Community professionals from Yoga Zen and Pine Rest offered their solutions.
Steenwyk, of Pine Rest, explained how Dialectic Behavioral Therapy teaches distress tolerance skills through the acronym T.I.P.P – temperature, intense exercise, paced breathing and progressive muscle relaxation.
“As a parent, you’re going to make mistakes, but the more we can normalize that big emotions are not bad or dangerous or scary or things we need to run away from, the more comfortable (our kids) become and tolerate whatever comes their way,” he said.

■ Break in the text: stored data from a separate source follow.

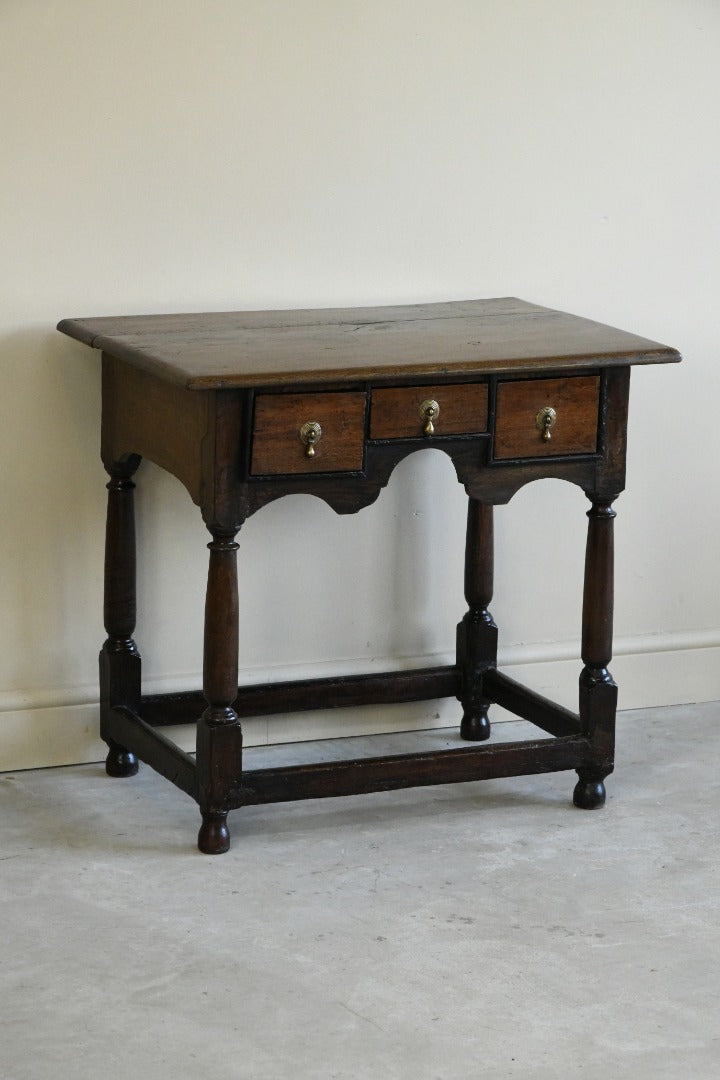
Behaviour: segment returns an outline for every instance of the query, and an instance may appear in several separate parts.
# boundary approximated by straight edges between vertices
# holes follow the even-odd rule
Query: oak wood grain
[[[433,420],[435,437],[487,430],[487,384],[381,387],[373,390],[370,400],[370,438],[422,436],[420,406],[429,400],[440,406],[440,412]]]
[[[194,390],[680,359],[666,345],[514,297],[63,319],[58,329]]]
[[[551,457],[597,450],[600,376],[501,382],[497,391],[495,457]],[[551,406],[557,420],[543,440],[536,417]]]
[[[258,394],[253,424],[253,475],[348,472],[362,469],[364,393]],[[309,457],[300,438],[305,423],[322,434]]]
[[[177,476],[199,502],[202,444],[212,399],[103,356],[102,458],[109,469],[128,454],[147,457]],[[110,404],[108,404],[110,403]]]

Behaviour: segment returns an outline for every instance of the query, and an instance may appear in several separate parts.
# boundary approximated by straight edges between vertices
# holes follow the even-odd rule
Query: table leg
[[[242,773],[242,730],[232,705],[238,692],[238,545],[235,533],[213,531],[205,600],[203,694],[198,721],[198,847],[220,855],[230,846],[228,797]]]
[[[140,458],[133,455],[108,468],[105,531],[105,604],[107,640],[100,652],[100,734],[108,744],[108,776],[134,776],[138,761],[109,734],[111,710],[140,703],[140,654],[135,629],[135,484],[131,477]]]
[[[609,500],[592,501],[588,510],[583,592],[580,721],[590,738],[596,763],[578,769],[573,802],[592,810],[605,802],[603,780],[613,771],[617,686],[607,669],[612,657],[613,521]]]
[[[468,611],[457,628],[457,663],[461,673],[460,701],[463,739],[481,742],[490,736],[490,699],[482,677],[497,661],[497,627],[488,611],[493,593],[493,508],[468,500],[465,539],[465,599]]]

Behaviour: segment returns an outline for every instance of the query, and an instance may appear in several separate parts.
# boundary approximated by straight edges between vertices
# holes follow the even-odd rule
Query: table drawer
[[[494,457],[594,454],[599,404],[599,375],[500,382]]]
[[[372,392],[370,438],[469,435],[487,431],[487,418],[485,383],[383,387]],[[432,431],[426,430],[428,419]]]
[[[365,401],[356,392],[258,394],[251,473],[360,471]]]

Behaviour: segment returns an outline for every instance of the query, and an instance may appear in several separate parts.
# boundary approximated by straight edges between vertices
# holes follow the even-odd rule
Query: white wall
[[[720,697],[719,70],[715,0],[2,0],[0,767],[102,753],[98,355],[65,316],[512,294],[679,347],[633,375],[613,671],[625,708]],[[428,451],[357,517],[252,518],[246,675],[446,656],[451,477]],[[148,685],[199,685],[207,536],[139,479]],[[569,703],[585,509],[547,482],[497,514],[503,659]]]

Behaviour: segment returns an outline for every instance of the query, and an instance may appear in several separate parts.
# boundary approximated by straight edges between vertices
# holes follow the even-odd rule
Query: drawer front
[[[361,470],[365,401],[364,393],[355,392],[258,394],[251,473]]]
[[[594,454],[599,403],[598,375],[500,382],[495,459]]]
[[[427,408],[437,406],[426,431]],[[412,439],[470,435],[487,431],[488,389],[483,383],[459,386],[395,386],[373,390],[371,439]]]

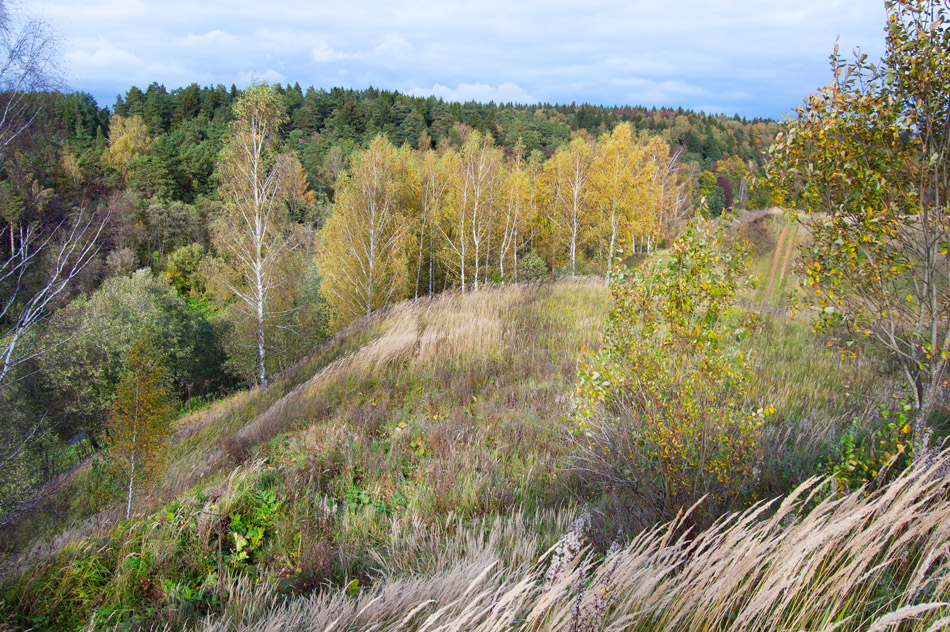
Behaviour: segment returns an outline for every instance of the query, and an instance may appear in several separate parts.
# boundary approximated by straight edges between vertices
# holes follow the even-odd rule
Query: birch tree
[[[801,254],[818,328],[887,352],[920,435],[950,372],[950,6],[885,7],[884,58],[835,50],[832,83],[776,140],[769,177],[794,217],[812,216]]]
[[[58,346],[56,337],[44,335],[42,323],[71,294],[74,281],[99,251],[99,237],[108,214],[76,210],[76,216],[59,224],[10,225],[10,250],[0,259],[0,396],[16,398],[18,383],[32,371],[30,364]],[[6,240],[4,240],[6,241]],[[30,450],[40,445],[60,423],[47,415],[7,415],[0,425],[0,487],[16,471]],[[14,477],[15,478],[15,477]],[[0,526],[20,511],[9,514],[23,486],[13,498],[0,490]]]
[[[621,123],[600,139],[593,159],[591,198],[608,235],[608,273],[613,269],[618,240],[631,229],[637,185],[642,184],[643,158],[630,124]]]
[[[601,140],[592,190],[611,259],[620,237],[634,252],[653,250],[688,208],[678,152],[660,136],[634,136],[625,124]]]
[[[646,233],[649,252],[670,234],[671,227],[689,215],[689,195],[680,173],[682,149],[670,151],[662,137],[651,136],[646,140],[646,151],[650,156],[650,184],[655,196],[653,227]]]
[[[338,179],[320,253],[336,328],[404,297],[407,188],[413,178],[408,151],[377,136]]]
[[[49,25],[10,14],[0,0],[0,160],[36,120],[35,93],[60,86],[59,50]]]
[[[108,460],[122,484],[126,520],[135,492],[164,464],[173,411],[167,382],[161,357],[148,343],[139,341],[129,349],[108,423]]]
[[[558,149],[545,166],[547,217],[557,242],[567,242],[571,276],[577,271],[577,249],[587,237],[592,219],[592,154],[591,144],[577,137],[567,147]]]
[[[58,59],[49,25],[12,15],[0,0],[0,161],[38,116],[34,93],[60,85]],[[80,208],[52,227],[7,219],[9,250],[0,259],[0,388],[11,383],[17,366],[44,352],[42,345],[24,349],[24,337],[96,255],[108,214]]]
[[[0,261],[0,389],[16,380],[15,369],[45,353],[40,341],[24,347],[27,334],[44,320],[99,251],[99,237],[108,220],[77,210],[44,231],[38,223],[11,227],[11,252]],[[38,284],[30,283],[38,276]],[[37,344],[38,343],[38,344]]]
[[[129,163],[148,153],[152,142],[141,116],[136,114],[126,118],[116,114],[109,122],[109,146],[102,158],[116,171],[126,175]]]
[[[428,261],[429,284],[428,294],[433,292],[435,266],[435,226],[439,222],[439,212],[445,203],[450,174],[446,164],[445,154],[438,154],[432,150],[425,150],[419,158],[419,224],[416,236],[419,244],[416,253],[416,286],[415,297],[419,298],[419,288],[422,277],[423,261]],[[424,248],[428,247],[428,257],[424,259]]]
[[[498,212],[498,272],[505,279],[505,260],[511,253],[512,278],[518,275],[518,249],[524,239],[524,224],[529,219],[534,198],[531,174],[524,164],[524,146],[515,146],[511,164],[505,170]]]
[[[503,154],[491,136],[471,131],[455,163],[453,204],[448,206],[440,232],[454,255],[462,285],[472,279],[478,290],[479,272],[488,266],[488,242],[504,169]],[[469,276],[467,273],[471,272]]]
[[[278,151],[278,126],[285,117],[269,86],[248,88],[233,112],[218,169],[225,212],[214,238],[235,272],[227,278],[228,288],[255,323],[257,379],[267,388],[267,329],[276,315],[270,298],[283,282],[281,262],[296,246],[288,218],[288,201],[299,193],[293,186],[296,158]]]

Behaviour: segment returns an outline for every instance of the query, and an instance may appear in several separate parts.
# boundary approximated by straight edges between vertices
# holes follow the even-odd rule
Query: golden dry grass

As a yoga instructor, Schmidt explained the benefits of movement and mindfulness and how they can “counteract the negativeness of the internet and social media impacting our youth and all of us.”
“The practice of yoga brings awareness to our body and our thoughts and mindful breathing decreases stress hormones and increases feel-good hormones,” she said. “Taking the time to be mindful slows things down and helps us build emotional resilience and agency.”
In closing, each panelist offered advice for parents to take away and implement in their own lives.
“Go home and talk openly and honestly about your concerns with your kids,” McKenna said. “Lay out your digital fears and work together to find the best solution.”
Martin added: “Our school devices have firewalls and by and large are safe for students. While we’re not perfect, we’re always finding new ways to work with and partner with parents to keep our kids safe in online environments.”